A similar level of contact-tracking wouldn’t be possible to implement anywhere in Europe or the US. Attempt to track people’s movements were, however, introduced in Singapore where a contact-tracing smartphone app allows authorities to identify people who have been exposed to COVID-19 patients. Moscow also used a system of QR-codes to track movements and enforce its coronavirus lockdown.
Those tested positive would be immediately sent into quarantine to prevent the spread of infection. Just one recent example: in October after 12 locally-transmitted cases were reported in the city of Qingdao in northeastern China, more than 10 million people living there were tested within a week just to trace the local outbreak to two dock workers. By comparison, New York state had tested 16.2 million people between March 4 and November 11. A method of batch testing is the technology that allowed the Chinese doctors to try this many people as quickly as possible. The method combines ten samples at a time during testing. If any batch turns out positive, then all ten people are quarantined and tested individually.
Apart from that, 14,000 health and temperature checkpoints were set up at most major transport hubs across the country, according to The Lancet medical journal. To help ease the load on the health system, China launched a system so-called Fangcang hospitals deployed within public venues such as stadiums and exhibition centres and used to isolate patients with mild-to-moderate symptoms of COVID-19. This way, conventional hospitals only catered to more severe cases, but, at the same time, patients didn’t have to stay at home, spreading the virus to their families.
Unlike in the US, where wearing a mask remains a controversial issue, in China, the benefits of wearing masks have been explained to people since day one. Mask-wearing culture in many Asian countries existed long before the coronavirus outbreak, thanks to air quality concerns and the experience of suffering through the SARS epidemic in 2003. Another legacy SARS left was a centralised epidemic response system lacking in other countries, which was decisive in terms of timely response.

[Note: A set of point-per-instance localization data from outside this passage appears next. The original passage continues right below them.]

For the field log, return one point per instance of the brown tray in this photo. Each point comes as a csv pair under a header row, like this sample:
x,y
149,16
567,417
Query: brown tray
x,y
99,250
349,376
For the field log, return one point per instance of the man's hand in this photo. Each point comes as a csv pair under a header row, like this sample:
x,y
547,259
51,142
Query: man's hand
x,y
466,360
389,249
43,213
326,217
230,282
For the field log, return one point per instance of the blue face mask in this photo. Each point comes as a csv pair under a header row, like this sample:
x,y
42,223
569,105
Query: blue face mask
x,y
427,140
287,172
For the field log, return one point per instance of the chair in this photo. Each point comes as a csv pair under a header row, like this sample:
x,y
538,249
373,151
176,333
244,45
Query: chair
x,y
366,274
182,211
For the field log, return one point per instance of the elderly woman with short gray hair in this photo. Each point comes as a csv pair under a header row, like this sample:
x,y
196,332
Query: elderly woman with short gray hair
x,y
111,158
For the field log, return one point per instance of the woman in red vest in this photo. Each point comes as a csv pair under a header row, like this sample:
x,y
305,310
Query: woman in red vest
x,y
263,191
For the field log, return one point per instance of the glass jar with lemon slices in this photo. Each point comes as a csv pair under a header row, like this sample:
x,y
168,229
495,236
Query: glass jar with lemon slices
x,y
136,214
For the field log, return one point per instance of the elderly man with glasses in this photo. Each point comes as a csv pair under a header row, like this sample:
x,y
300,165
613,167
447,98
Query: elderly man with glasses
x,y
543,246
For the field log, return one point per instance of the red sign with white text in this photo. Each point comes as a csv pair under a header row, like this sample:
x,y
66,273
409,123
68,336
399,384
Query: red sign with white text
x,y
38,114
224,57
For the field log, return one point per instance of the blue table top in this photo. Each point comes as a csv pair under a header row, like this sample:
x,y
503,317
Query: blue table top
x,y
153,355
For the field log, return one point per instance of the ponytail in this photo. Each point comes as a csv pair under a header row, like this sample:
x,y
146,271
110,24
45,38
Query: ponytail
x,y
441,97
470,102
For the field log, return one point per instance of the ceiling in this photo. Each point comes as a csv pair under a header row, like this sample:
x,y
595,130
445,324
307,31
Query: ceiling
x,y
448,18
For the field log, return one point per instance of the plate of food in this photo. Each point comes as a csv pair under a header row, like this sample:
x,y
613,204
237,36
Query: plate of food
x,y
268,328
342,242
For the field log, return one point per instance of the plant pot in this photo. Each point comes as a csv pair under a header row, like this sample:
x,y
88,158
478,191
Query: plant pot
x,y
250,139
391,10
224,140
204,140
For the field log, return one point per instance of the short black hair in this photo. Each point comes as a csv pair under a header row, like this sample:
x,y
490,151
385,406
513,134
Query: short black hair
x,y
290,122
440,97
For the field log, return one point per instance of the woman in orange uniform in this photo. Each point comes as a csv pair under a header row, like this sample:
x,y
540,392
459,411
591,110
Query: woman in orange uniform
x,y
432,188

Besides, China has a higher overall rate of compliance with orders coming from agencies of power, unlike Europe where no propaganda campaigns could help, since many regulations were disregarded, unless accompanied with a threat of fine or punishment. Despite the high level of compliance, in China, mask-wearing was also ensured by drones, nosing after individuals who were not following the rules and chastising them over loudspeakers. Gregory Poland, director of the Vaccine Research Group at the Mayo Clinic, summarised the hallmarks of the Chinese response by saying “Commitment to the greater good is engrained in the Chinese culture; there is not the hyper-individualism that characterises parts of the USA and has driven most of the resistance to the countermeasures against the coronavirus.”

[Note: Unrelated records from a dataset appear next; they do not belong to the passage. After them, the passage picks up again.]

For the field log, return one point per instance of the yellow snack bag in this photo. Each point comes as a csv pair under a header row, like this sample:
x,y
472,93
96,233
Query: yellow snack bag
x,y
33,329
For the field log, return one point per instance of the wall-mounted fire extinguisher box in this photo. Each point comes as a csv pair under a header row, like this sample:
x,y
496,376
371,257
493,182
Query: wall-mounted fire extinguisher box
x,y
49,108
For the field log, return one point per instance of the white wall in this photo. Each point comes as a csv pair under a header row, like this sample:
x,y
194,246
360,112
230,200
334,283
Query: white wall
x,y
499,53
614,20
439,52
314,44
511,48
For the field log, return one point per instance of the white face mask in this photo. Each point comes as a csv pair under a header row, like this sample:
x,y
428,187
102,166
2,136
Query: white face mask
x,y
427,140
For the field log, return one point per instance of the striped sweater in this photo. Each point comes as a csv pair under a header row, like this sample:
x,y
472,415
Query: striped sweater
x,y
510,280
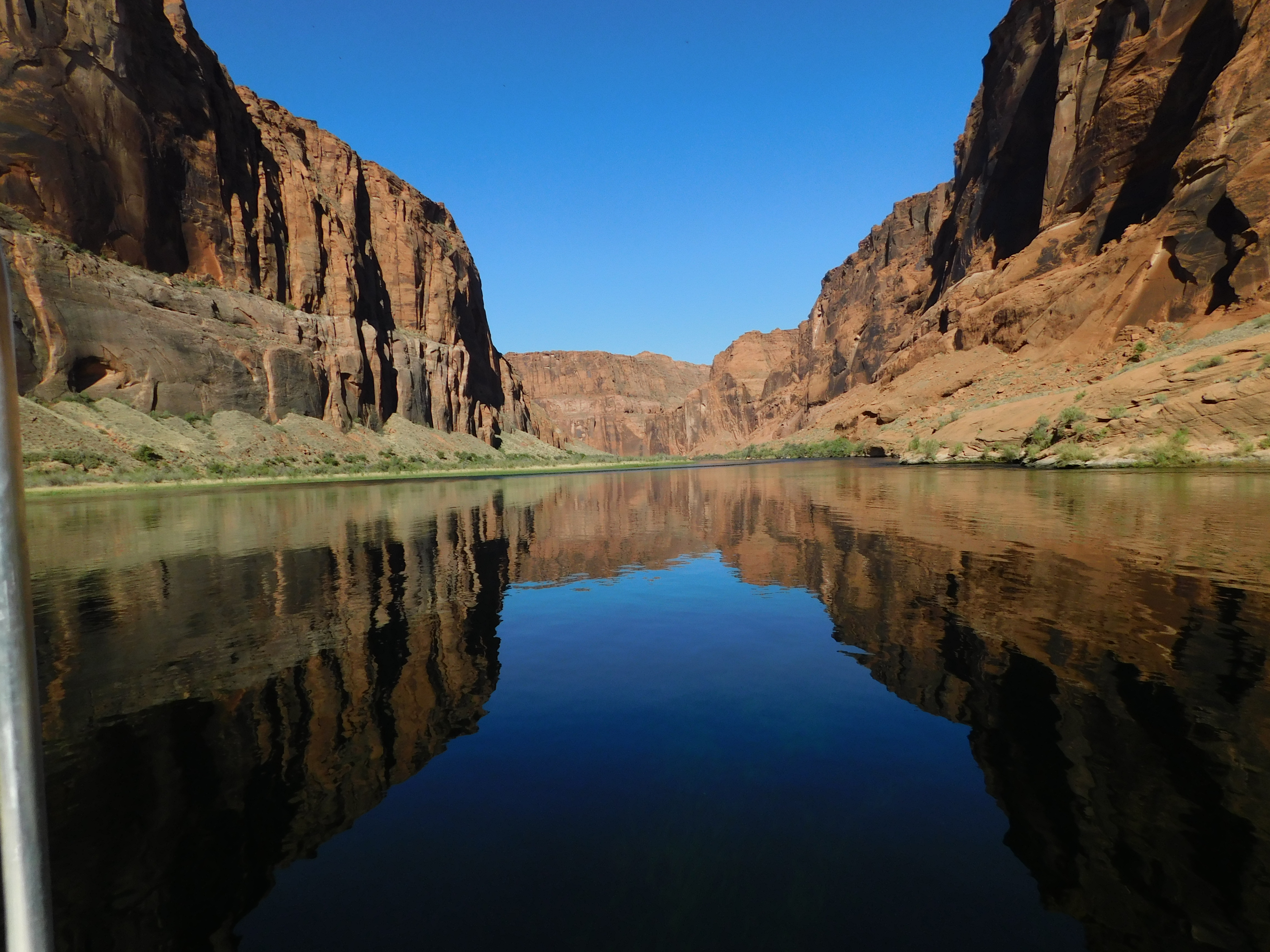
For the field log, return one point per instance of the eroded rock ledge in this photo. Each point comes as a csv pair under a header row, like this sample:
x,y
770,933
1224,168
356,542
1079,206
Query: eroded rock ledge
x,y
331,289
1112,181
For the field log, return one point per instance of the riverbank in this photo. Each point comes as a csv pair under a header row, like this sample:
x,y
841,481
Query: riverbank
x,y
205,483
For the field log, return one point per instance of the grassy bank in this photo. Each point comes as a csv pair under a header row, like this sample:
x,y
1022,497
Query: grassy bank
x,y
174,479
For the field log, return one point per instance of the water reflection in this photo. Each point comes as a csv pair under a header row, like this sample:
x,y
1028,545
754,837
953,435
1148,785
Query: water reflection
x,y
235,678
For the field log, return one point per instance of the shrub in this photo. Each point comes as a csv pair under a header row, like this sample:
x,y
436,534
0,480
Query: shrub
x,y
1070,416
1039,435
80,459
1173,451
1216,361
840,448
1071,455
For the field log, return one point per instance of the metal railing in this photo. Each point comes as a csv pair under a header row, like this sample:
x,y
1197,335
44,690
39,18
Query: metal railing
x,y
23,833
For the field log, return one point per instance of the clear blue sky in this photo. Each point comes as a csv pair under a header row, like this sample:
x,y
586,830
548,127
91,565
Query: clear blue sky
x,y
633,176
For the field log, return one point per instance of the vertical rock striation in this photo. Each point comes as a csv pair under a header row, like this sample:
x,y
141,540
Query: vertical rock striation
x,y
124,136
605,400
1113,173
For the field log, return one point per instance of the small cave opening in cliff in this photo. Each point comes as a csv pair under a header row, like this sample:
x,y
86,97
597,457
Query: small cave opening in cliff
x,y
1113,25
1234,229
1212,42
86,372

As far back as February, the World Health Organization said “much of the global community is not yet ready, in mindset and materially, to implement the measures that have been employed to contain COVID-19 in China.” Measures that have proven to be extremely successful in one country cannot be fully replicated in another, due to differences in health systems, national mentalities, and various socio-economic factors.
But given the current turn of events with coronavirus cases hitting records both in Europe and the US, it is tempting to give up some freedoms in favour of state control, given the state demonstrates its capability to turn the tide of the virus.